In the case of Wood’s synthetic likelihood, two questions came to me:
- the estimation of the mean and covariance functions is usually not smooth because new simulations are required for each new value of θ. I wonder how frequent is the case where we can always use the same basic random variates for all values of θ. Because it would then give a smooth version of the above. In the other cases, provided the dimension is manageable, a Gaussian process could be first fitted before using the approximation. Or any other form of regularization.
- no mention is made [in the current paper] of the impact of the parametrization of the summary statistics. Once again, a Cox transform could be applied to each component of the summary for a better proximity of/to the normal distribution.
When reading about a non-parametric approximation to the likelihood (based on the summaries), the questions I scribbled on the paper were:
- estimating a complete density when using this estimate at the single point yobs could possibly be superseded by a more efficient approach.
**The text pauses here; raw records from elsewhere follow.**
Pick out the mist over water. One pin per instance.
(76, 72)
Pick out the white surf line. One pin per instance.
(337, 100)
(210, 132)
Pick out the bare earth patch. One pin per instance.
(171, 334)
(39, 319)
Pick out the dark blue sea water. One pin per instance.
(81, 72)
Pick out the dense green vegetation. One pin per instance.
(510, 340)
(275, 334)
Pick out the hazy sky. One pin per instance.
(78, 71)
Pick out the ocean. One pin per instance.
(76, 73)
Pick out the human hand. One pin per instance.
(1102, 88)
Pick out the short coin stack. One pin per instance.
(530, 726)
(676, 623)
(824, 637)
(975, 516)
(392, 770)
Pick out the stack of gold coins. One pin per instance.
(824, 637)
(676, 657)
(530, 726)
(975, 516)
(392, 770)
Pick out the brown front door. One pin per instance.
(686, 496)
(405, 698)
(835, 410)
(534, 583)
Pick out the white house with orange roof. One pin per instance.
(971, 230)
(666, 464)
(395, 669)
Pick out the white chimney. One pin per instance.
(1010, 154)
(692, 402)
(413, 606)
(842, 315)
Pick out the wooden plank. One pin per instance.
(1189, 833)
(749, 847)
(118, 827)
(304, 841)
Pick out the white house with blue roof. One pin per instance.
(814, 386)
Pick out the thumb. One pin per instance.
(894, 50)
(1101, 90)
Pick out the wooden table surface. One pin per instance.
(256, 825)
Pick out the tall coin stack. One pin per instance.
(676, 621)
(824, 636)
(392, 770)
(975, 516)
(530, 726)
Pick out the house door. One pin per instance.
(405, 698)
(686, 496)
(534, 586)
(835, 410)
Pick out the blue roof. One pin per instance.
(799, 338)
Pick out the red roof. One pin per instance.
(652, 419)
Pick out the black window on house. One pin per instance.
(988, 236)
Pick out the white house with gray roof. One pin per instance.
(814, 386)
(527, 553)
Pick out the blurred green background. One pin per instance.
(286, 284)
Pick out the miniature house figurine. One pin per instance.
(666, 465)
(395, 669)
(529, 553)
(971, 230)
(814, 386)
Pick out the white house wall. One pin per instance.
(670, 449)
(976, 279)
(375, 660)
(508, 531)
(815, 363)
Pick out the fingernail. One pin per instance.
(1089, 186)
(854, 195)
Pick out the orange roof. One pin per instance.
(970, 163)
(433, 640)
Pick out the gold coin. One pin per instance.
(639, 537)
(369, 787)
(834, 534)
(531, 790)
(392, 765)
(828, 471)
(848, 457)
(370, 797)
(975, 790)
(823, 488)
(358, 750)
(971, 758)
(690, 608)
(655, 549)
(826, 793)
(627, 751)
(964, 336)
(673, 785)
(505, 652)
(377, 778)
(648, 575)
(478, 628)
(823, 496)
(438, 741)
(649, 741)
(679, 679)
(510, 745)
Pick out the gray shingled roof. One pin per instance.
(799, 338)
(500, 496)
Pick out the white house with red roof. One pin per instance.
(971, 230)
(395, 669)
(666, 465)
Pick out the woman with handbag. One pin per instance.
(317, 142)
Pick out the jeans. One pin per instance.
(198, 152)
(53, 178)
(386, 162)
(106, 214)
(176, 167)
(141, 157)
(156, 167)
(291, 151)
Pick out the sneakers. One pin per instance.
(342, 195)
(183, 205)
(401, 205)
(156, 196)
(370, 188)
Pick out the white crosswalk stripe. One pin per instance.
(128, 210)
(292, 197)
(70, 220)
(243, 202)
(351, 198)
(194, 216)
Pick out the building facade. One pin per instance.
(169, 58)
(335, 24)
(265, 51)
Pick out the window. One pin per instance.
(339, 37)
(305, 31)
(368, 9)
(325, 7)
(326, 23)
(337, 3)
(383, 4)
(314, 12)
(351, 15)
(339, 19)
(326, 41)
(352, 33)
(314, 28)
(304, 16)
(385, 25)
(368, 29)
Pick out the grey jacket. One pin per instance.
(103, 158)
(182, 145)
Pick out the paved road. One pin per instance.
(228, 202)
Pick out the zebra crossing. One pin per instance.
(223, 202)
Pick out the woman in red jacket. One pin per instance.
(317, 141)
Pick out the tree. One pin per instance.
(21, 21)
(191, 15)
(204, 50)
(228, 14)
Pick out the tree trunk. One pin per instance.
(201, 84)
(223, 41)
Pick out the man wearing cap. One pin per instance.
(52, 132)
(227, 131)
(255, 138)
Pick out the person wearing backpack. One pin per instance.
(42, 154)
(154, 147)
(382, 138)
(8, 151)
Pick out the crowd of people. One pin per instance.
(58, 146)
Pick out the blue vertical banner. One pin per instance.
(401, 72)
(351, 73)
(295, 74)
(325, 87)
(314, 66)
- the authors study a kernel that is a function of the difference or distance between the summaries and which is maximal at zero. This is indeed rather frequent in the ABC literature, but does it impact the convergence properties of the kernel estimator?
- the estimation of the tolerance, which happens to be a bandwidth in that case, does not appear to be processed in this paper, which could explain for very low probabilities of acceptance mentioned in the paper.
- I am lost as to why lower bounds on likelihoods are relevant here. Unless this is intended for ABC maximum likelihood estimation.
Guttmann and Corander also comment on the first point, through the cost of producing a likelihood estimator. They therefore suggest to resort to regression and to avoid regions of low estimated likelihood. And rely on Bayesian optimisation. (Hopefully to be commented later.)